The three-bedroom, 1,400-square-foot home, which was designed by architect Ted Donnell, will sell for $98,000, considerably under its market value of about $150,000, Giardullo said.

Unlike Home, Inc.’s efforts, Starfish buyers own their home’s land as well, and the guidelines for reselling at below market value are less restrictive than are those of Home, Inc., he said, because he and Swinger believe that homeowners should be able to benefit more from the equity in their house. But Giardullo said both approaches to affordable housing are important and valid, and they work well together.

As well as offering an affordable price, Starfish wants new homeowners to benefit from sustainable energy practices, Giardullo said. The new home’s walls are tightly insulated panels with built-in foam, and the house is heated by heat blown from the hot-water heater, rather than a traditional furnace. Heating costs should be considerably lower than average, Giardullo said.

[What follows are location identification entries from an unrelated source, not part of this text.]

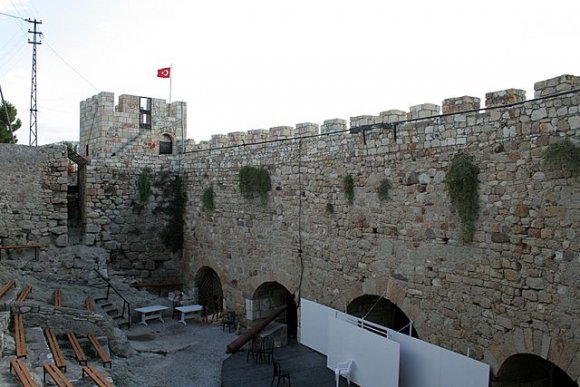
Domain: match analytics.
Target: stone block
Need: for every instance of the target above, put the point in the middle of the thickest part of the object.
(504, 97)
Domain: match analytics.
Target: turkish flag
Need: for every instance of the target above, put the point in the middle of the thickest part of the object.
(164, 72)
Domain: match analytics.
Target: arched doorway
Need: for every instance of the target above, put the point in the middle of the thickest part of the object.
(165, 145)
(270, 296)
(528, 370)
(209, 290)
(381, 311)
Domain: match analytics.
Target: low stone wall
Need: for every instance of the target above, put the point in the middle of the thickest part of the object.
(33, 202)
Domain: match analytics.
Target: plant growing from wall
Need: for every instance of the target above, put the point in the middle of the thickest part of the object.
(329, 209)
(383, 190)
(172, 207)
(255, 182)
(144, 185)
(463, 186)
(207, 199)
(563, 155)
(348, 186)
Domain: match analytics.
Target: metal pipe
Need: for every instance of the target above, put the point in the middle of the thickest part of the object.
(242, 339)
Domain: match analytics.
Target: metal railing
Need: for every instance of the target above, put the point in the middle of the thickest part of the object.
(126, 304)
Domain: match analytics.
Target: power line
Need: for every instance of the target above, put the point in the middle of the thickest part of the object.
(70, 66)
(33, 110)
(15, 17)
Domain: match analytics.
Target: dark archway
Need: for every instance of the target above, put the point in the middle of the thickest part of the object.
(381, 311)
(272, 295)
(209, 288)
(165, 145)
(528, 370)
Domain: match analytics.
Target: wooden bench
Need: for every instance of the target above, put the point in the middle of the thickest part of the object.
(57, 297)
(77, 349)
(23, 295)
(55, 349)
(159, 286)
(20, 337)
(22, 372)
(89, 304)
(34, 246)
(56, 375)
(100, 350)
(6, 287)
(97, 377)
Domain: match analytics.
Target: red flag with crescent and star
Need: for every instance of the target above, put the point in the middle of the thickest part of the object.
(164, 72)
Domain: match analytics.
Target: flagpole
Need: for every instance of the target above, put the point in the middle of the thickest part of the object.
(170, 80)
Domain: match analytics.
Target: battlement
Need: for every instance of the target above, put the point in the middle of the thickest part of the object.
(460, 107)
(142, 125)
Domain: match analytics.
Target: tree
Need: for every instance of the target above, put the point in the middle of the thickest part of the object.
(15, 123)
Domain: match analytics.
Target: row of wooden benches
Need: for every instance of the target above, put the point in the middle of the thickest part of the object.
(21, 350)
(23, 295)
(59, 378)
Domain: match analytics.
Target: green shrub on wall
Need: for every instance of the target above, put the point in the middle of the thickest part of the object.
(173, 208)
(329, 209)
(207, 199)
(255, 182)
(563, 155)
(383, 190)
(144, 185)
(463, 186)
(348, 186)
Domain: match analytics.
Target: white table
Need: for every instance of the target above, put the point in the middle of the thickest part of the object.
(191, 309)
(151, 312)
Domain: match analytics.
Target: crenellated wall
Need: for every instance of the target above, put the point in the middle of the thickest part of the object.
(33, 189)
(136, 125)
(513, 290)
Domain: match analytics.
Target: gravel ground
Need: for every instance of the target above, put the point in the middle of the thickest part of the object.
(160, 354)
(172, 354)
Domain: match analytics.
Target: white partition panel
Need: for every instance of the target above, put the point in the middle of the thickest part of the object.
(427, 365)
(420, 363)
(313, 324)
(375, 358)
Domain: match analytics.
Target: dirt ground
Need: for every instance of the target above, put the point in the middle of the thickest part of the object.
(160, 354)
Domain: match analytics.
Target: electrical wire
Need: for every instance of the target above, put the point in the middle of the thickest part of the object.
(70, 66)
(15, 17)
(371, 127)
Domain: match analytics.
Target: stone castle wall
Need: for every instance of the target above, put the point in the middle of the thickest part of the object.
(511, 291)
(117, 220)
(107, 130)
(33, 201)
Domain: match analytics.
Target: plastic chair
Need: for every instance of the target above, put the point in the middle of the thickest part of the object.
(268, 350)
(343, 369)
(255, 350)
(280, 374)
(229, 321)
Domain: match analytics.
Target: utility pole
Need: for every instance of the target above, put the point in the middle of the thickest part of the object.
(33, 121)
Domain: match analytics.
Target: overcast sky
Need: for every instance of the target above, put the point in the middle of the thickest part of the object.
(254, 64)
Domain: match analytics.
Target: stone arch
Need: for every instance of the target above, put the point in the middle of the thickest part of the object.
(381, 311)
(269, 296)
(529, 370)
(165, 144)
(209, 290)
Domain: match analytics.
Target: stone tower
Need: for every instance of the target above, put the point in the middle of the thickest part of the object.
(139, 125)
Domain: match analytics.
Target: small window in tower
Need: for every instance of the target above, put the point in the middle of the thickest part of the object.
(165, 145)
(144, 113)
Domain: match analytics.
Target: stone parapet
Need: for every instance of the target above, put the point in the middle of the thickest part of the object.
(423, 111)
(460, 104)
(556, 85)
(504, 97)
(333, 125)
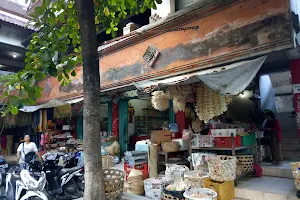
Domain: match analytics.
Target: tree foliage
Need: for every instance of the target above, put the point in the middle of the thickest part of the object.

Starfish was able to build on the Suncrest lot after Council passed new zoning legislation that allows building on nontraditional lots, said Giardullo. He said Council’s move has increased the potential for in-fill development and building houses on smaller than normal lots, which can keep costs down. He described Council’s action as “a good move” that has increased the potential for building affordable housing.

Giardullo said he believes that some villagers may not be aware of the affordable housing efforts that are taking place. He cited these efforts, including Thistle Creek, as evidence that Yellow Springs is addressing the affordable housing issue.

“A wide range of housing stock is available” now, he said.

Giardullo also said he believes the high-end houses in Glenwood Springs are balanced out by the affordable houses that will be built in Thistle Creek.

“I want both people making $10,000 a year and $400,000 in town,” he said. “I think we’re moving in the right direction with housing.”